2012年05月18日発行 1231号

【ノーモア尼崎事故4・21集会 遺族とともに、風化を許さない 命よりカネ優先にノー】

 2005年4月25日の事故から7年。兵庫県尼崎市で開かれた「ノーモア尼崎事故、生命と 安全を守る4・21集会」(主催:同実行委員会)の報告を「JRに安全と人権を! 株主・市民の会」の桐生隆文さんに寄せてもらった。

誰も責任を問われていない

 107名が死亡し500名以上が負傷するJR発足後最大の惨事となった福知山線尼崎事故。発生から7年が経過した。しかし、今に至るも誰一人として事故 の責任を問われた者はいない。起訴された山崎前社長に対して1月、神戸地裁は無罪を言い渡した。

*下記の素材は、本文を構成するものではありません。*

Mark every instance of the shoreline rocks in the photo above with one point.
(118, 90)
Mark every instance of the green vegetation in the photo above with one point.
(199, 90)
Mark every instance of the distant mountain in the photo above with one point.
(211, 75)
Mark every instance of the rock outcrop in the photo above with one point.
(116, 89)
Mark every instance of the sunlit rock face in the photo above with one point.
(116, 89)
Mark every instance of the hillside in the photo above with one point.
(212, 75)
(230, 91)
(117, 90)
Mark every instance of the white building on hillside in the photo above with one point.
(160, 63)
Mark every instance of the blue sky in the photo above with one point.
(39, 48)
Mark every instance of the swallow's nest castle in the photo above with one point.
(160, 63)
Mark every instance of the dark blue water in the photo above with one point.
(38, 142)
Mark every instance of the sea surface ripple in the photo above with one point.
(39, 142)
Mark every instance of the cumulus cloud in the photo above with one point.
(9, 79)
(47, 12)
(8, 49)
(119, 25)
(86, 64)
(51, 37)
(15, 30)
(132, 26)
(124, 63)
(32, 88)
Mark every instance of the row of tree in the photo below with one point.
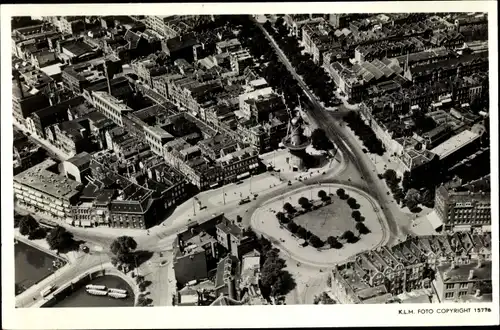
(365, 133)
(28, 226)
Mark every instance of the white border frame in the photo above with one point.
(238, 316)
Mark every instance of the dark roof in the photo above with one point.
(133, 39)
(61, 107)
(229, 228)
(78, 48)
(178, 43)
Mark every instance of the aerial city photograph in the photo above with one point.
(219, 160)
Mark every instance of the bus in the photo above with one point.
(48, 290)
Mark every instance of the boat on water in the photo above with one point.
(117, 295)
(96, 292)
(117, 290)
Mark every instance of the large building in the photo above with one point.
(41, 189)
(463, 209)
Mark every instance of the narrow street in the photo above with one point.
(351, 150)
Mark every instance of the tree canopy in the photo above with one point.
(320, 141)
(289, 208)
(322, 194)
(361, 228)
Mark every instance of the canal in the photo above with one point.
(31, 266)
(80, 298)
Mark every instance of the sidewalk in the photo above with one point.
(265, 222)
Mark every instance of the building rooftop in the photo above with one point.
(461, 273)
(78, 48)
(40, 178)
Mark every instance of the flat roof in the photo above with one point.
(454, 143)
(52, 70)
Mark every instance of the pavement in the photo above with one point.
(264, 222)
(53, 151)
(63, 275)
(159, 271)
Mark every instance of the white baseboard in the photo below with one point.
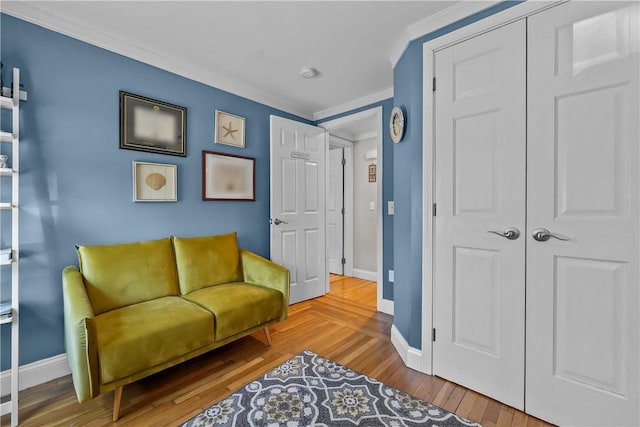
(365, 274)
(386, 306)
(37, 373)
(412, 357)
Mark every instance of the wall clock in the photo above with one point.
(229, 129)
(396, 124)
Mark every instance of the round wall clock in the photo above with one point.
(396, 124)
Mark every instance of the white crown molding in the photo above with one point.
(436, 21)
(35, 373)
(365, 135)
(352, 105)
(29, 12)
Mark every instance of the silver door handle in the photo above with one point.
(542, 235)
(510, 233)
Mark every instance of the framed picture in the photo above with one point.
(154, 182)
(228, 177)
(229, 129)
(154, 126)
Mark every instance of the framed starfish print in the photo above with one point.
(229, 129)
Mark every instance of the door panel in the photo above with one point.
(480, 186)
(298, 200)
(583, 294)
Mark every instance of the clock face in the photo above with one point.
(229, 129)
(396, 124)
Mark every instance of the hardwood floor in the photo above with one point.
(342, 325)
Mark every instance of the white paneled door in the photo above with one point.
(583, 186)
(298, 227)
(335, 215)
(480, 194)
(537, 129)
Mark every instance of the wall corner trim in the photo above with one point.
(38, 372)
(436, 21)
(365, 274)
(386, 306)
(353, 105)
(412, 357)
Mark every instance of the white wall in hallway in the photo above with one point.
(364, 218)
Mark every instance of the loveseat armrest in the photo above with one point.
(79, 335)
(262, 272)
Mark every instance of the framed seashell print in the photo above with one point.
(154, 182)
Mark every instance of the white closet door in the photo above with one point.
(583, 184)
(480, 187)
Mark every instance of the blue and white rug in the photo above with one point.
(310, 390)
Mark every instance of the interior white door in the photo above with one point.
(480, 187)
(583, 185)
(335, 215)
(298, 222)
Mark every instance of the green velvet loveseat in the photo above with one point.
(134, 309)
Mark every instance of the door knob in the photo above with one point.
(510, 233)
(542, 235)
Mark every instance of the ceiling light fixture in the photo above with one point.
(309, 72)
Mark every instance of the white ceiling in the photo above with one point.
(253, 49)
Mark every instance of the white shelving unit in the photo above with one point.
(12, 103)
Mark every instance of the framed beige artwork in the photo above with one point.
(228, 177)
(229, 129)
(154, 182)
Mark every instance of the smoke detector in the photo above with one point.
(309, 72)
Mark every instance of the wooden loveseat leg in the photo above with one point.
(267, 335)
(117, 398)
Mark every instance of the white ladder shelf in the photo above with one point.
(10, 256)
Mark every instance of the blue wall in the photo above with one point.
(76, 184)
(387, 190)
(407, 182)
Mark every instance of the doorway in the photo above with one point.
(366, 125)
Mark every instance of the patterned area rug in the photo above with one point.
(310, 390)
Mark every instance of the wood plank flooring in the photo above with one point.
(342, 325)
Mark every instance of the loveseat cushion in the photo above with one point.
(127, 273)
(134, 338)
(238, 306)
(207, 261)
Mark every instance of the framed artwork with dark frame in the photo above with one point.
(153, 126)
(228, 177)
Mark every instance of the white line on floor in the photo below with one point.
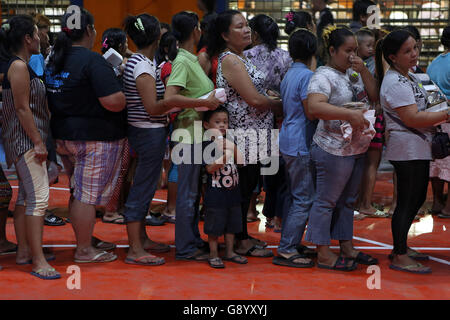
(387, 246)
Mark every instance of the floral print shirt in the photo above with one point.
(274, 64)
(252, 126)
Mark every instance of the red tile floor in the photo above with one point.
(259, 280)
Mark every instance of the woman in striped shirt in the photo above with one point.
(25, 125)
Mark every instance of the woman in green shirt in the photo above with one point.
(186, 84)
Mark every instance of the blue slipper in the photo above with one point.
(40, 276)
(51, 258)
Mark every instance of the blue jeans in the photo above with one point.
(338, 181)
(150, 146)
(300, 172)
(187, 234)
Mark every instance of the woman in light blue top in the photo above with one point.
(439, 69)
(295, 142)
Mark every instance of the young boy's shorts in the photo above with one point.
(220, 221)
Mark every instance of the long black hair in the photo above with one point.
(113, 38)
(12, 34)
(169, 42)
(445, 38)
(183, 24)
(267, 29)
(387, 46)
(143, 29)
(300, 19)
(302, 45)
(222, 23)
(66, 37)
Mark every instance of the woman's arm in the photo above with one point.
(414, 118)
(146, 86)
(369, 81)
(318, 107)
(173, 99)
(115, 102)
(205, 62)
(236, 74)
(19, 78)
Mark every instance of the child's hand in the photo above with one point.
(357, 63)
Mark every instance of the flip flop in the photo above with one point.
(363, 258)
(9, 251)
(114, 221)
(38, 274)
(219, 264)
(199, 255)
(156, 261)
(105, 246)
(304, 250)
(414, 255)
(48, 259)
(236, 259)
(289, 262)
(409, 268)
(96, 258)
(341, 264)
(250, 251)
(377, 214)
(159, 248)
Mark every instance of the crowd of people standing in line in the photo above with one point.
(110, 124)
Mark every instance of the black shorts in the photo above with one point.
(220, 221)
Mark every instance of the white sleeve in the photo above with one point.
(144, 67)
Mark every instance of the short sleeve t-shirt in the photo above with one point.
(340, 88)
(138, 65)
(73, 98)
(297, 131)
(398, 91)
(439, 72)
(222, 187)
(189, 75)
(37, 63)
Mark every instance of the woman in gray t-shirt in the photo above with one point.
(339, 160)
(409, 145)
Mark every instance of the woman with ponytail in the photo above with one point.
(339, 161)
(186, 84)
(25, 126)
(408, 148)
(147, 133)
(439, 72)
(88, 124)
(249, 106)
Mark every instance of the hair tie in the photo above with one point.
(67, 31)
(6, 27)
(139, 25)
(290, 16)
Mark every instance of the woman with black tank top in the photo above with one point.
(25, 125)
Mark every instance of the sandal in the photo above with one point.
(411, 267)
(341, 264)
(249, 253)
(304, 250)
(199, 255)
(363, 258)
(97, 258)
(289, 262)
(237, 259)
(216, 263)
(138, 261)
(115, 220)
(38, 273)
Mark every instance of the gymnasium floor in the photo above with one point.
(258, 280)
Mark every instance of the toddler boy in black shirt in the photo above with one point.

 私たちは、この事故を忘れないとの思いをこめて、地元JR尼崎駅前で「ノーモア尼崎事故、生命と安全を守る4・21集会」を開催した。集会は事故後毎年 行われてきたものだ。国鉄労働者不当解雇撤回闘争が一定の解決を見た中で、昨年からは京都・大阪・兵庫の国労組合員有志が呼びかけの中心になり、私たち国 鉄闘争以来の共闘関係者とともに開催している。

 JR西日本の安全無視の経営体質を変えていくには会社内部での闘いが重要なカギを握る。

 今回の講演は『尼崎と福島。今私たちに問われているもの』と題して「安全問題研究会」の地脇聖孝さんにお願いした。福島原発事故での政府と東電の姿は、 JR尼崎事故以来の政府とJRの姿にうり二つであった。

 地脇さんは「尼崎と福島の共通点」として、「技術に対する過信と奢り」「隠す、過小評価する、嘘をつく」「国策による強力な推進体制―利益優先、安全軽 視」「闘う労働組合潰し」などを明らかにし、儲けのためには人の命など何とも思っていないグローバル資本の実態を暴いた。

 今後の闘いの方向性として「命のカネのどちらを選ぶのか。利益のためなら人が死んでもいいという価値観から命のために経済活動を規制する新たな価値観へ の転換」を提唱。JR西や東電など法人の責任を追及することは現行法制度では困難と指摘し、法人処罰制度のあり方を各国の制度を参考に紹介して講演を終え た。


裁判は無駄ではない

 尼崎事故の被害者たちは山崎前社長の無罪判決に怒り、検察の控訴断念に失望した。遺族は「JRの主張を鵜呑みにして、こんな大事故で無罪なんて」「これ で無罪ならどんな事故が起きても無罪になる」「組織を構成している一人すら有罪にできないなら組織罰を作り多額の賠償金を取るなどの手を考えなくては」と 話している。

 集会に参加した遺族の藤崎光子さんは山崎裁判について、「裁判は負けた、無駄だったのではないか、という人もいるが、私はそうは思わない。前社長が法廷 に立たされる、元社長たちが法廷に呼び出される。『被害者参加制度』がない時には、被害者が法廷の傍聴に徹夜で並ぶということもあったが、山崎裁判では 40の席が被害者に確保され、直接被告に尋問する機会や文書での陳述の機会が与えられた。昨年9月から神戸地検に通い続けている。手書きで書き写すだけし かできないが、闇から闇へと葬られる証拠が『被害者参加制度』で読めるようになった。事故調査委員会の漏えい問題一つとってみても、裁判は無駄ではなかっ た。これから井手、南谷、垣内の元社長が法廷に出てくることになる。私は期待している」と、この裁判と被害者参加制度の持つ意味を強調した。

 そして「皆さん方が尼崎事故を『国家的不当労働行為』の結果としてとらえてくれているのはうれしい。その不当労働行為を受けた皆さん方、国労組合員が事 故の風化を許さず、先頭に立って闘っていただきたいと思います」。私たちに対する叱咤(しった)と期待を語った。